What does it mean to normalize images for Resnet?

I’m using a pretty simple set of steps designed to prepare images for feature extraction from a pre trained resnet 152 model.


img=Image.open("Documents/img.png")

# Load the pretrained model
model = models.resnet152(pretrained=True)

# Use the model object to select the desired layer
layer = model._modules.get('fc')

# Set model to evaluation mode
model.eval()

transformations = torchvision.transforms.Compose([
    torchvision.transforms.Resize(256),
    torchvision.transforms.CenterCrop(224),
    torchvision.transforms.ToTensor(),
    torchvision.transforms.Normalize(mean=[0.485, 0.456, 0.406], std=[0.229, 0.224, 0.225]),
])
t_img = transformations(img)


What I'm trying to understand is what it means to normalize the images with those means and standard deviations? We obviously aren't setting pixel values right? My understanding is that pixel values should be integers between 0 and 255, so what does it mean to normalize in this context?
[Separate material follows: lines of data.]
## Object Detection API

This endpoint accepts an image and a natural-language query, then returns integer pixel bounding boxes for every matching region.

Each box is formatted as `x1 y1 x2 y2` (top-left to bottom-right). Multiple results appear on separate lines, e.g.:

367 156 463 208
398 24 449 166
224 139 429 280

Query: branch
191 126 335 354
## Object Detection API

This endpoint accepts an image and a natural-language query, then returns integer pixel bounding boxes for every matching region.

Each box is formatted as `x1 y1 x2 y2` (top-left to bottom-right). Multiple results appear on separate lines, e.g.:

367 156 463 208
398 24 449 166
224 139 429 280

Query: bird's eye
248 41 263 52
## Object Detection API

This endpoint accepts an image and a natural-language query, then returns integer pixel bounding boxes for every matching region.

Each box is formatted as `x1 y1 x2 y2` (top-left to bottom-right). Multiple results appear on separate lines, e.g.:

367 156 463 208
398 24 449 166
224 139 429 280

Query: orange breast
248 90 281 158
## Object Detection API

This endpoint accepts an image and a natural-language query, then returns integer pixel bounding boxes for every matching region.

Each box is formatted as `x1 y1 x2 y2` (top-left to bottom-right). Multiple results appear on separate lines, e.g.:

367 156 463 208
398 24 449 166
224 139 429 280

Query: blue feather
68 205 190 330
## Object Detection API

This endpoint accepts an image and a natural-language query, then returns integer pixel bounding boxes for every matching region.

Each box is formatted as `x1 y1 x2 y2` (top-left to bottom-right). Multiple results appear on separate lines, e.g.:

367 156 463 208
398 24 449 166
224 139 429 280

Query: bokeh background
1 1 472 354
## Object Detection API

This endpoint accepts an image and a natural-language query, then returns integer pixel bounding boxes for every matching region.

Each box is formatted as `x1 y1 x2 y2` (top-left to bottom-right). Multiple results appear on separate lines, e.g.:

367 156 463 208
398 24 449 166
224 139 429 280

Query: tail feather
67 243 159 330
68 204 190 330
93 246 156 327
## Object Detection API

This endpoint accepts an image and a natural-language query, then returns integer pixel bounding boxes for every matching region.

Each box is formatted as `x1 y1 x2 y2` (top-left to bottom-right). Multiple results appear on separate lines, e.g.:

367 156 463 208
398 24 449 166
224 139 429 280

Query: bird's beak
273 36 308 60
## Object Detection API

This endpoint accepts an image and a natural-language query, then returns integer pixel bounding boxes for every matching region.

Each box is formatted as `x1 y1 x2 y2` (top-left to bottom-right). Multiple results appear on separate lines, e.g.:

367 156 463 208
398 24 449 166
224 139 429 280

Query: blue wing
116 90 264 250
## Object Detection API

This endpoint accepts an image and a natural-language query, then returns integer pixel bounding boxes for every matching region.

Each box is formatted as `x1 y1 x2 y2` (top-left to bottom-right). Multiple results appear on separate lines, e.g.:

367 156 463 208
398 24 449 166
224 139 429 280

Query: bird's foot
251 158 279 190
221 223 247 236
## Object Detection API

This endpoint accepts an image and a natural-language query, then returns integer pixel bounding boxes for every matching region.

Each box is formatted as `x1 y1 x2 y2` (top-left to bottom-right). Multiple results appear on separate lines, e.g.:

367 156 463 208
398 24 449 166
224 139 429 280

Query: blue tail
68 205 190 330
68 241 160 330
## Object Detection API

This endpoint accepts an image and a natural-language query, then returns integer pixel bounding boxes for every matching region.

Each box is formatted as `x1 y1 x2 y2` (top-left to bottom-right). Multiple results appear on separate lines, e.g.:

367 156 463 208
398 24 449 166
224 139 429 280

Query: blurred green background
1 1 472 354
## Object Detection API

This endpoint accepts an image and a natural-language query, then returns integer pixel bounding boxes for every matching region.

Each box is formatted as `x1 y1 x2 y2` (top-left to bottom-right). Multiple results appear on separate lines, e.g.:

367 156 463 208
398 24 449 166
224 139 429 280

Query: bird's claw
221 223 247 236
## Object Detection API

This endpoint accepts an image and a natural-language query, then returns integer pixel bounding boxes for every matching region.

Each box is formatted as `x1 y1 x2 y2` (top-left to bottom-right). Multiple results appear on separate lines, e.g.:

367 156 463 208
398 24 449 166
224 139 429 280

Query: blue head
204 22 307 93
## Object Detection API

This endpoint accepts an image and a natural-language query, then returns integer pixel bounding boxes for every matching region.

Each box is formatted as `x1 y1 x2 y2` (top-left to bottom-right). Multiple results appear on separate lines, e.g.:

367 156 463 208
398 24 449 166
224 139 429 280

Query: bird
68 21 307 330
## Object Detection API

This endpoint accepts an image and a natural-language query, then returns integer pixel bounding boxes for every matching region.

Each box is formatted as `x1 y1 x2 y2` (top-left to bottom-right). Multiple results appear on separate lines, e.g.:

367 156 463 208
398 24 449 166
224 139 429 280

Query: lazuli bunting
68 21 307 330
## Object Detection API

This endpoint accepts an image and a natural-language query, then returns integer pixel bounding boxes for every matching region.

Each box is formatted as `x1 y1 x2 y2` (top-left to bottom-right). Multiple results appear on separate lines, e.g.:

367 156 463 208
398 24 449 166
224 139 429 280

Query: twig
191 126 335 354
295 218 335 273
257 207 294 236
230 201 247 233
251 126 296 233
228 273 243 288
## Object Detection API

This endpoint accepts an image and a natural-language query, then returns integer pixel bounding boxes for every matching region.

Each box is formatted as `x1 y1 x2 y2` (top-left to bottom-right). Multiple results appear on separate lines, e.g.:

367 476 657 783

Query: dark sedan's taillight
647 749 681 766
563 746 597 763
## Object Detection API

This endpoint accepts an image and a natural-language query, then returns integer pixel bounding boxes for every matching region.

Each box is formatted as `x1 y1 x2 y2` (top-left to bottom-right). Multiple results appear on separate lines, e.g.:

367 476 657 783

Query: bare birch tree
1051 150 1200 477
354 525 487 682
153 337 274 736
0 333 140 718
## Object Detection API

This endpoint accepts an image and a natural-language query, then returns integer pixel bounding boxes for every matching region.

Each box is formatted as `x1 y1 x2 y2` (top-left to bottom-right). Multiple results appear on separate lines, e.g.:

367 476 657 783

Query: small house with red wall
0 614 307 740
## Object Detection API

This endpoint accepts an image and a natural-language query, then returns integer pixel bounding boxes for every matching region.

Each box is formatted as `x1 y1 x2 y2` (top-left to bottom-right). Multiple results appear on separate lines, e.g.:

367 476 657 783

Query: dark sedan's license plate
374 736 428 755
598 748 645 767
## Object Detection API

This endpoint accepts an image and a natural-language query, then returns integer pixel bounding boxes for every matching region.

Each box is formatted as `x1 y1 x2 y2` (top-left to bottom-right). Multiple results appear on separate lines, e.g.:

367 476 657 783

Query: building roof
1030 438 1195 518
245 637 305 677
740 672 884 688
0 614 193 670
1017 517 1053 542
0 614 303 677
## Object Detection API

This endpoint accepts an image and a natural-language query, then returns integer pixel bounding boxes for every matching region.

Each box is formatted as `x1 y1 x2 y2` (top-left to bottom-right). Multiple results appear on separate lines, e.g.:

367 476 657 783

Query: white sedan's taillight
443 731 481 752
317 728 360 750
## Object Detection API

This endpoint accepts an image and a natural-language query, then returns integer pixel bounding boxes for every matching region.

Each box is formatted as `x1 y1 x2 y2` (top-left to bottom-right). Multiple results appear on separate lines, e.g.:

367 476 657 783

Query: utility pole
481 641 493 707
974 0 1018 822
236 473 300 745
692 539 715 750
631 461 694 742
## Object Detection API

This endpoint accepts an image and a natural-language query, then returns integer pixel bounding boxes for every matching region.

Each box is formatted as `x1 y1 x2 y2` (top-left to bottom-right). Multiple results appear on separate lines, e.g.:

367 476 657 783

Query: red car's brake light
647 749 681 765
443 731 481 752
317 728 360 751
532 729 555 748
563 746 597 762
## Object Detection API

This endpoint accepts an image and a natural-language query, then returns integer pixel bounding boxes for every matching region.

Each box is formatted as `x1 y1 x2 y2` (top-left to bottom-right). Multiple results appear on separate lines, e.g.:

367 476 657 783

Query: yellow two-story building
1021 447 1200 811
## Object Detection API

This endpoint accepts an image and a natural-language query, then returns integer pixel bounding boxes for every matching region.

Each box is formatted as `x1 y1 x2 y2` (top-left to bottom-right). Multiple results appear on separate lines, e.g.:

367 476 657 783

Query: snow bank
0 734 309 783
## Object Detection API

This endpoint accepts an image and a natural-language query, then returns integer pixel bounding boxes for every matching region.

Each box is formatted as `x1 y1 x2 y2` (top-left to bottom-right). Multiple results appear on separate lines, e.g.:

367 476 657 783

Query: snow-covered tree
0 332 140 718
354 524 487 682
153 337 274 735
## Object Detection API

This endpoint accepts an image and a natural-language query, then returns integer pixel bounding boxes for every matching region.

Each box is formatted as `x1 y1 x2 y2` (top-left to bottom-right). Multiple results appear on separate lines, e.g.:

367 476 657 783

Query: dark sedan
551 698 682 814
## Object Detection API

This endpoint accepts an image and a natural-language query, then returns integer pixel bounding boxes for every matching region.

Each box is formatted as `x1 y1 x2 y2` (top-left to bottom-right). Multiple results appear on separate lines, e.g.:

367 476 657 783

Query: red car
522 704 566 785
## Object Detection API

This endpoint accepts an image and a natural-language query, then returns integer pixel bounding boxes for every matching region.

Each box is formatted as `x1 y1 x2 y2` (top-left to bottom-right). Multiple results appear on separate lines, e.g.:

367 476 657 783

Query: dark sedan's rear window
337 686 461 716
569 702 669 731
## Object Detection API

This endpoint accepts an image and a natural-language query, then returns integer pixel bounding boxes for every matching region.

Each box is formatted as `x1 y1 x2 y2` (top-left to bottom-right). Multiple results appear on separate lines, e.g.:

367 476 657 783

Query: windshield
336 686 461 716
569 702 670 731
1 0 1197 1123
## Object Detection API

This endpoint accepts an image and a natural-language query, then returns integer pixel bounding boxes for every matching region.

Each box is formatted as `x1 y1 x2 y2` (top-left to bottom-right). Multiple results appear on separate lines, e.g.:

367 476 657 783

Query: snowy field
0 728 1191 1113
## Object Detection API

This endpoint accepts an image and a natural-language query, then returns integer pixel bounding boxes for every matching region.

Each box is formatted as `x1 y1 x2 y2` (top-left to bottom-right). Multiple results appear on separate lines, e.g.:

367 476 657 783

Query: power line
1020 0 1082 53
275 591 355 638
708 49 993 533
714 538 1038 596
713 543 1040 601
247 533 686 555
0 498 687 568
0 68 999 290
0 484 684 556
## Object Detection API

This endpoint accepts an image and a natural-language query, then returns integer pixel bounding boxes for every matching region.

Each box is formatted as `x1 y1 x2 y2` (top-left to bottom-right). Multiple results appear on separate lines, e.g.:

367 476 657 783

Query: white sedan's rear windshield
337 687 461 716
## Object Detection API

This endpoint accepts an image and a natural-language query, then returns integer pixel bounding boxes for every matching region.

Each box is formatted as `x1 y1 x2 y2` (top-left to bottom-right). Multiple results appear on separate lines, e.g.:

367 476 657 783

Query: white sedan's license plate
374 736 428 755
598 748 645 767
Normalize in the above case, mean subtract the mean from each pixel and divide the result by the standard deviation. The input image is float not integer in the range of [0, 1]. So when you load the image, you need to divide it by 255.

[quote=“Luke_Kollmorgen, post:1, topic:96160”]
torchvision.transforms.ToTensor()
[/quote] can transform the pixel range from [0, 255] to [0, 1]

but why a constant value of mean=[0.485, 0.456, 0.406], std=[0.229, 0.224, 0.225] shouldn’t each image be normalized to 0 mean and 1 standard deviation, or is this mean and std is calculated from the whole dataset?

1 Like

I have the same question. How are these values determined?

These stats are calculated from the ImageNet training dataset.